A uni, casino and low-rise housing: The Docklands that might have been
In the final years of the ailing John Cain and Joan Kirner governments, a very different vision for Docklands was taking shape.
There was to be no stadium, but there would be a university. There would be few towering high-rise apartment buildings, and instead a focus on medium-density housing.
The government’s vision for the waterfront – then a wasteland of empty warehouses, rotting wharves and sheds that hosted underground raves – was slated to include at least 10 per cent public housing and a technology hub.
The plan featured ideas for an open casino “set in parkland”, a native wetland at the mouth of Moonee Ponds Creek and public squares forming “links in a chain of open space”.
However, secret state cabinet papers from 1990 to 1992 – released for the first time on Thursday and reviewed by The Age – reveal a project already mired in controversy, long before Docklands became the most maligned suburb of Melbourne.
Blistering rebukes from a top public servant describe the languishing Labor government’s moves to progress Docklands development legislation as “beyond comprehension” in the midst of a massive real estate slump and economic crisis.
The Olympic dream
In 1990, the government was planning to introduce legislation that would create the Docklands Authority to oversee the area’s renewal.

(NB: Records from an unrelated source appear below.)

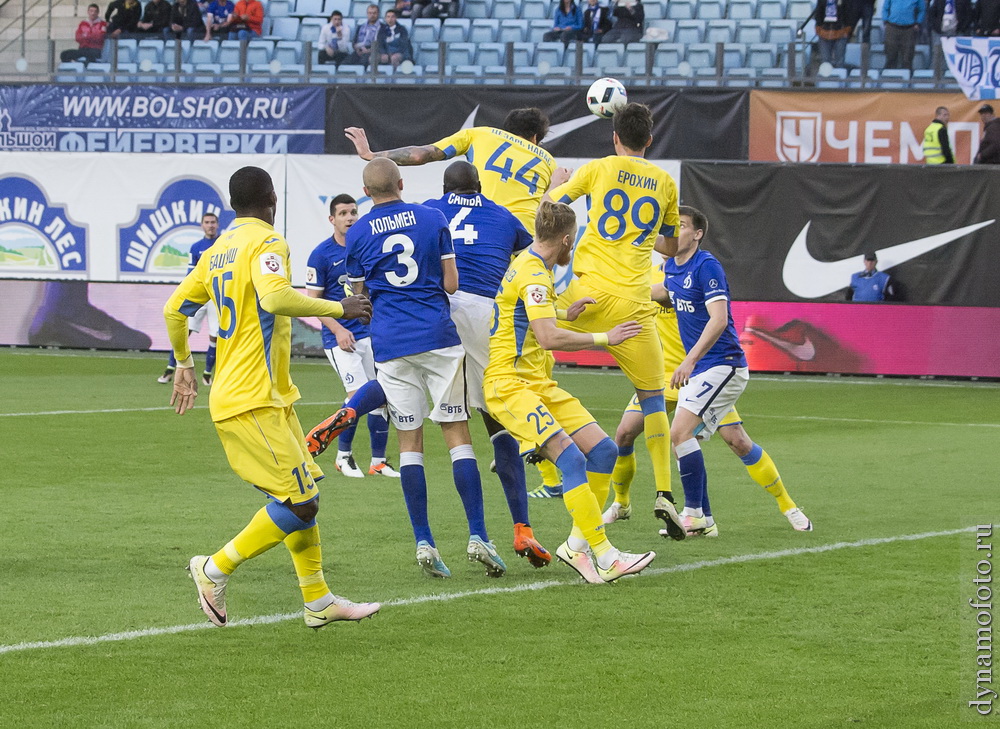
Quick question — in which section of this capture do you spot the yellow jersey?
[549,156,680,302]
[434,127,556,229]
[483,248,556,382]
[167,218,299,422]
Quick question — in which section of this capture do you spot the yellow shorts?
[625,390,743,428]
[215,406,323,504]
[483,378,596,455]
[556,279,665,390]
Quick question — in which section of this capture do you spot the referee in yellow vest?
[924,106,955,165]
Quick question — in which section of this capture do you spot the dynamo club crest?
[118,178,236,280]
[941,38,1000,100]
[0,176,87,278]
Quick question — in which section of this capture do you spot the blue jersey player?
[306,195,399,478]
[424,161,552,567]
[156,213,221,385]
[653,206,750,536]
[347,158,507,577]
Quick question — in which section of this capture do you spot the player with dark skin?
[170,179,372,522]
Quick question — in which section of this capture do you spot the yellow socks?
[285,524,330,603]
[741,443,795,513]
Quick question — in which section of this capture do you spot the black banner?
[326,86,750,160]
[681,162,1000,306]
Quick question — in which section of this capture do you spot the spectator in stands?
[976,0,1000,35]
[205,0,236,40]
[163,0,205,40]
[847,253,896,303]
[136,0,170,38]
[378,10,413,68]
[973,104,1000,165]
[229,0,264,40]
[542,0,583,43]
[882,0,925,69]
[603,0,646,43]
[104,0,142,38]
[317,10,354,65]
[59,5,108,63]
[853,0,875,43]
[347,4,384,66]
[580,0,611,45]
[813,0,857,68]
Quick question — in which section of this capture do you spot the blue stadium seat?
[469,18,500,43]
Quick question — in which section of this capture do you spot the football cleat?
[596,552,656,582]
[306,407,358,458]
[188,554,226,628]
[333,453,365,478]
[528,484,562,499]
[556,542,604,585]
[785,507,812,532]
[417,540,451,577]
[653,496,687,541]
[368,461,399,478]
[465,535,507,577]
[305,595,382,628]
[514,524,552,569]
[601,501,632,524]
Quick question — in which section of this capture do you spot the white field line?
[0,527,976,655]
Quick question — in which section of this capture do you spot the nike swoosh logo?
[781,219,996,299]
[66,321,111,342]
[743,327,816,362]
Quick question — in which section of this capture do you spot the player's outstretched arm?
[531,317,642,352]
[344,127,445,167]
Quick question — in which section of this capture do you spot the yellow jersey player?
[547,104,686,539]
[163,167,380,628]
[483,202,656,583]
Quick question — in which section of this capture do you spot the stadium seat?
[726,0,754,20]
[736,20,767,45]
[469,18,500,43]
[695,0,726,20]
[674,20,705,44]
[438,18,472,42]
[705,20,736,43]
[667,0,694,20]
[476,43,507,68]
[462,0,493,19]
[497,19,528,43]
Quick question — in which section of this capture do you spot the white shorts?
[323,337,375,393]
[677,365,750,440]
[448,291,493,410]
[375,344,469,430]
[188,301,219,337]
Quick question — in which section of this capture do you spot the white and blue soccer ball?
[587,78,628,119]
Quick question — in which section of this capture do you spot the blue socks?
[396,452,435,547]
[450,445,489,542]
[490,430,531,526]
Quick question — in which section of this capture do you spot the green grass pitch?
[0,350,1000,729]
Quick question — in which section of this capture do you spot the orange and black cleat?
[306,408,358,458]
[514,524,552,569]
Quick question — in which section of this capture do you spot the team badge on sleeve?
[260,253,285,276]
[524,284,549,305]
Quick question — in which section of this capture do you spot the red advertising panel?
[750,91,982,164]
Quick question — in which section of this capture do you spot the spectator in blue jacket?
[882,0,925,69]
[542,0,583,43]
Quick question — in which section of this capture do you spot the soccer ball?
[587,78,628,119]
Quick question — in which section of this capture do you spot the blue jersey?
[306,237,370,349]
[424,192,531,299]
[663,250,747,375]
[188,238,218,273]
[347,200,461,362]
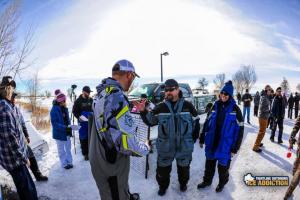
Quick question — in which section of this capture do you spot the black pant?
[156,165,190,190]
[288,107,293,119]
[270,118,283,141]
[80,139,89,156]
[9,164,38,200]
[254,106,258,117]
[203,159,230,187]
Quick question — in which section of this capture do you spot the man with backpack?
[89,60,150,200]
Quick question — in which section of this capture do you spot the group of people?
[0,76,48,200]
[89,60,244,200]
[50,86,93,169]
[0,60,300,200]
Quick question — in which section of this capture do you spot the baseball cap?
[82,86,93,93]
[0,76,17,88]
[165,79,179,87]
[112,59,140,78]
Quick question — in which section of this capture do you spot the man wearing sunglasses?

Melbourne was bidding for the 1996 Olympics, and the reinvention was part of the city’s pitch; the site would host the athletes’ village.
But cabinet papers from August 1990 – one month before Melbourne lost the bid to Atlanta – show there was deep division within the government.
In a scathing internal briefing from August 3, 1990, the Department of the Premier and Cabinet warned that creating the authority was “irresponsible in the current economic climate” and would fuel unrealistic development expectations.
John Hartigan, of the department’s development branch, wrote: “The government is faced with competing priorities for capital funds for new initiatives, such as infrastructure in the 28 outer suburban growth areas, and will clearly be struggling to meet much publicised capital commitments such as a new museum and library.
“How one can justify raising expectations concerning a new massive property project like Docklands in the midst of possibly the largest real estate slump in recent history is beyond this department’s comprehension.”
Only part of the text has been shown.